11 And he said unto me, Thou must prophesy again before many peoples, and nations, and tongues, and kings.
[AD 304] Victorinus of Pettau on Revelation 10:11
"And He says unto me, Thou must again prophesy to the peoples, and to the tongues, and to the nations, and to many kings." He says this, because when John said these things he was in the island of Patmos, condemned to the labour of the mines by Caesar Domitian. There, therefore, he saw the Apocalypse; and when grown old, he thought that he should at length receive his quittance by suffering, Domitian being killed, all his judgments were discharged. And John being dismissed from the mines, thus subsequently delivered the same Apocalypse which he had received from God. This, therefore, is what He says: Thou must again prophesy to all nations, because thou seest the crowds of Antichrist rise up; and against them other crowds shall stand, and they shall fall by the sword on the one side and on the other.

[AD 390] Ticonius on Revelation 10:11
In the one angel he clearly shows the body of the church. Although he speaks of one, he shows many. “He says to me, ‘You must preach again.’ ” When did the church ever cease from its preaching, so that she should preach again what she had preached before? However, in the whole world [the church] is commanded to preach again among the peoples, tribes, tongues and in many regions what she had preached before. For there is one church diffused throughout the whole world, which she has filled with its preaching.

[AD 614] Andreas of Caesarea on Revelation 10:11
This passage indicates either that after the vision of the divine Revelation, that which was seen will not immediately receive its fulfillment, but that the saint must prophesy to those who read his Gospel and his Revelation until the consummation. Or the passage indicates that [John] would not yet taste death, but that at the end he would come to hinder the acceptance of the deceit of the antichrist.

[AD 735] Bede on Revelation 10:11
And he said to me: You must prophesy again about many peoples and nations. He explains what the book eaten and the sweetness mixed with bitterness signify, namely, that, being freed from exile, he would preach the Gospel to the nations, sweet indeed with love, but bitter with the persecutions to be endured.

[AD 804] Alcuin of York on Revelation 10:11
And he said to me: Thou must prophesy again to many peoples, and nations, and kings, and tongues. This is said to John specifically, and to preachers generally. They are ordered to prophesy, that is to preach, again, so as to proclaim again by their actions what they preach with their mouths.

[AD 990] Oecumenius on Revelation 10:8-11
And the voice that I heard from heaven, I heard it again, he says, speaking to me. What was it saying? “Take the little scroll from the angel.”

I took it, he says, and ate it, and it was sweet in my mouth, but after eating it was bitter in my stomach. Since the blessed evangelist both saw and heard the punishments imposed on the wicked, in order that it might be instilled by deed and not only by report that the sins of humankind were hated by God, being bitter and abominable, the teaching of the vision is this—for as he was a holy and chaste man he did not know this from experience—that in this way he might know that the wrath of God against the wicked was just.
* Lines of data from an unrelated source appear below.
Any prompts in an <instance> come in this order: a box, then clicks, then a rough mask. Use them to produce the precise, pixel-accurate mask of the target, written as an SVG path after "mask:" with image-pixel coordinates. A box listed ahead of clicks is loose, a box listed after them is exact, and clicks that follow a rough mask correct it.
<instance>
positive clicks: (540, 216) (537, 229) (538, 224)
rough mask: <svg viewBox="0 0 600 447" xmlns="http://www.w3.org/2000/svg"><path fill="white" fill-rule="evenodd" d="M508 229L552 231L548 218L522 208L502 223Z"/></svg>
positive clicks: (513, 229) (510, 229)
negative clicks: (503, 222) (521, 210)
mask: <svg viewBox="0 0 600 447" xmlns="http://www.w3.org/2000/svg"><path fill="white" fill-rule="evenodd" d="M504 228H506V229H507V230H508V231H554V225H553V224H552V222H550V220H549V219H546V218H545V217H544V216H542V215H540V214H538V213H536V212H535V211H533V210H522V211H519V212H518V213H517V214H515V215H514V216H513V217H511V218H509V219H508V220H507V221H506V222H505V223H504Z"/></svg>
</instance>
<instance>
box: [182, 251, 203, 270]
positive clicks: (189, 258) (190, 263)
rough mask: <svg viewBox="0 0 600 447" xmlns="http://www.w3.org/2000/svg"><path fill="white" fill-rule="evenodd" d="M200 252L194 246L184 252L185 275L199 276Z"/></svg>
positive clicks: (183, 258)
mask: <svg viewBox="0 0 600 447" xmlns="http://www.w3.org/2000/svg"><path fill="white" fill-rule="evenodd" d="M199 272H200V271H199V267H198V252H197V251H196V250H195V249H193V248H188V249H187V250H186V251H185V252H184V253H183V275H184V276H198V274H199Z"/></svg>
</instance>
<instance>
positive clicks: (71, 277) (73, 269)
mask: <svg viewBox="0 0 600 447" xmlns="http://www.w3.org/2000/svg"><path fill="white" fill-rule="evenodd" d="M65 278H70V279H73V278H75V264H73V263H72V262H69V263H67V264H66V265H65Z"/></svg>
For the little scroll contained both the names and the transgressions of those who had sinned very grievously, as was said earlier.

Therefore, he was commanded to eat it, that as though by tasting and a kind of spiritual experience he might share through the vision in the bitterness of sins. And when he ate it he found that they were sweet in his mouth, but bitter in his stomach after eating; for that is just like every sin. It is sweet while it is being performed, but bitter when accomplished. It thus provides grounds for punishment, and even in repentance it makes bitter those who have performed it. This was also just like the tree forbidden by God in paradise which all expound allegorically as sin, since it introduced the knowledge of good and evil, of good in the taste, but of evil after the experience.

He says, And he said to me, “You must again prophesy over many peoples and nations and kings,” just as if he were saying, “Since in a vision you have seen the consummation of the present age and God’s wrath against the wicked, do not now think that the day of consummation is actually present; there is a long time meanwhile for you to prophesy to many nations and kings.” So up till now blessed John has been prophesying by means of his gospel, his general epistles, and the present Revelation. For all that he has said and prophesied has been in the Spirit.